Oh well, everything is political...

Linux is the only socialist OS I've ever known  :Wink:  
Windows -> capitalist+imperialist
BSD -> ? (didnot used it yet)



> I say, get over it - stand on your own two feet (if I'm not offending anyone who doesn't have two feet), and don't worry about 'reporting' - isn't that what authoritarians do? (Ohmygosh!!!!! its an anarchist, right here on Ubuntu, whatr're we gonna doooooo????)


as for turdomatic's flaming of the OP, I think turdomatic is a little confused about anarchism and all that  :Wink:  He seems to have lost the boundary between the standard American individualism and the anarchist stance against hierarchy. 

Recommended reading: http://en.wikipedia.org/wiki/Anarchi...m_and_feminism (as source for other resources)

----------


## g2devi

My own thoughts on the sexism/tolerance issue is that the whole "reporting abuses" comes with the attitude, "I'm right. You're wrong. Measure up to my standards or else.".

This might not be the most ideal approach or the approach that is closest to the Ubuntu spirit.

My own thoughts are that the best approach is simply to have a conversation with the person with respect and an open mind (even if the other side does not reciprocate). 

Whenever such "abuses" are encountered, I see the following possibilities and outcomes.

(1) The "abuser" really does have a toxic attitude and the "abuse" really is an abuse. In this case, firm respect and being open might help make this person a little less toxic (Congratulations if this happens!). If nothing else, you'll be able to be confident that you were right and will help build a care against this person and be able to more strongly support others who are affected by the toxicity.

(2) The "abuser" said something that comes across as toxic to most people but wasn't meant to be. In this case, firm respect and being open lowers this person's defenses and makes it easier for the person to apologize (instead of denying and causing a stink). Congratulations you've help clear up the "abuser"'s reputation and made the forums fun again.
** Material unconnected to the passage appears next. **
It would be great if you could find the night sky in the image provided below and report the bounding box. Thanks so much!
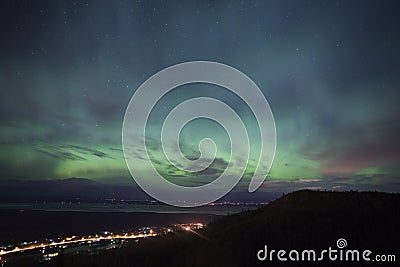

(3) The "abuse" really wasn't an abuse. You misunderstood the context and were being overly sensitive in a way most people would not be. (It happens to all of us. Our past experiences can cloud our judgement) In this case, talking about it with respect and openmindedness can help change your perspective and help make you more tolerant. Congratulations! You've learnt something!
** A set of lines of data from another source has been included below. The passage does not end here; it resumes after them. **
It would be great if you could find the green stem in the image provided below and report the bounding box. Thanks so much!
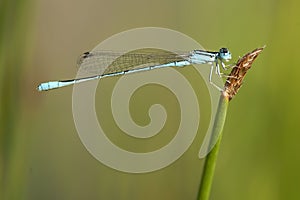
[197,95,229,200]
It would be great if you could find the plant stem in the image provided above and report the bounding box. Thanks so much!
[197,94,229,200]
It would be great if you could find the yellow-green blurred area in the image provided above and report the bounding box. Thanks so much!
[0,0,300,200]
(4) A little bit of (1), (2), and (3). In this case, the "abuse" likely isn't that big and the "offense" isn't that big either, but talking about it can get both sides to be more sensitive to one another. Congratulations, you've made the world a bit more tolerant and sensitive!
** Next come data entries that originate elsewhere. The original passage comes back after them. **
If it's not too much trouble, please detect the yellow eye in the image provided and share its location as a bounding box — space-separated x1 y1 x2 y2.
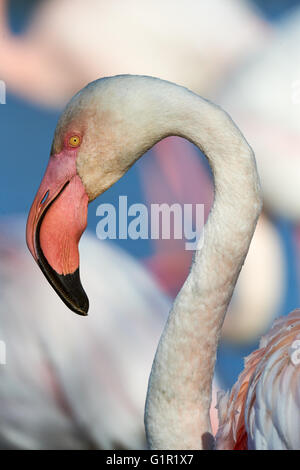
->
69 135 80 147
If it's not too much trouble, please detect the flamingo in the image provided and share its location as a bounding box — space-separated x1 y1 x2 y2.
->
0 0 284 343
26 75 299 449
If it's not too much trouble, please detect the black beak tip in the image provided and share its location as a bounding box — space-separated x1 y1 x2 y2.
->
56 269 89 316
38 255 89 316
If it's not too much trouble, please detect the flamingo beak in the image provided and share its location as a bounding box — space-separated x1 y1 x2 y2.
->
26 151 89 315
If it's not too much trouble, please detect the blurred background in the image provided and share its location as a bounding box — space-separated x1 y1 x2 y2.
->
0 0 300 449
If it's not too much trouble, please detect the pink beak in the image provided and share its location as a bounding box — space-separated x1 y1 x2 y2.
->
26 150 89 315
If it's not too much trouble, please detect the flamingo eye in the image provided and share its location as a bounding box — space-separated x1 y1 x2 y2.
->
69 135 80 147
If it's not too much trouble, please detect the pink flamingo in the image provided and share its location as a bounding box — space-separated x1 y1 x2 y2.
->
27 76 299 449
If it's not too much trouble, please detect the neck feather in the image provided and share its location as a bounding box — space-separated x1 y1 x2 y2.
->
133 82 261 449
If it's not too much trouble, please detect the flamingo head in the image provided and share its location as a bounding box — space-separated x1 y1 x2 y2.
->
26 75 172 315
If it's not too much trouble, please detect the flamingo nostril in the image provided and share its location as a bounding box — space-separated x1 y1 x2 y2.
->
40 190 49 205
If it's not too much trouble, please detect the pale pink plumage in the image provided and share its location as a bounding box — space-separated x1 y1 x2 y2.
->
216 310 300 450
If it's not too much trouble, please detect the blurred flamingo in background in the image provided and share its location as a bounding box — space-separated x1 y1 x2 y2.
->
27 75 300 449
220 8 300 333
0 0 271 107
0 219 170 449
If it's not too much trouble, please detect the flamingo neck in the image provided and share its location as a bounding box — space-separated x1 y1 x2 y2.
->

(5) The "abuse" is actually a sign of respect or reverance in some culture, but is offensive in your own. This is the toughest one to deal with because both are right. The simplest example of this is the Spanish word for "you", which can either be written as "tu" (informal) or "usted" (formal). In some (formal) countries, if a man uses "tu" with a female coworker or stranger, it would be presumptuously offensive unless that woman were his girlfriend or close family. In other (close knit) countries, it would be arrogantly offensive unless the woman her his boss or lowly servant. The english equivalent of this cultural divide is the use of first names versus "Ms/Mr Lastname". Anyway, in this case, respect and openmindedness can help both sides realize that there's another way to see the world. Congratulations, you've both just learned something and experienced the cultural spice of life that makes the world an interesting place!

Anyway, I just wanted to share an approach and attitude that has worked well with my own life.

--Robert

----------


## RavenOfOdin

> Oh well, everything is political...


Actually, no. 
Not unless you spend all your time trolling the Yahoo! boards with some stupid name like "101st_kb_regiment" looking for whatever threads you can vent your stored up anger on.

Personally, I see that line as an excuse and nothing more.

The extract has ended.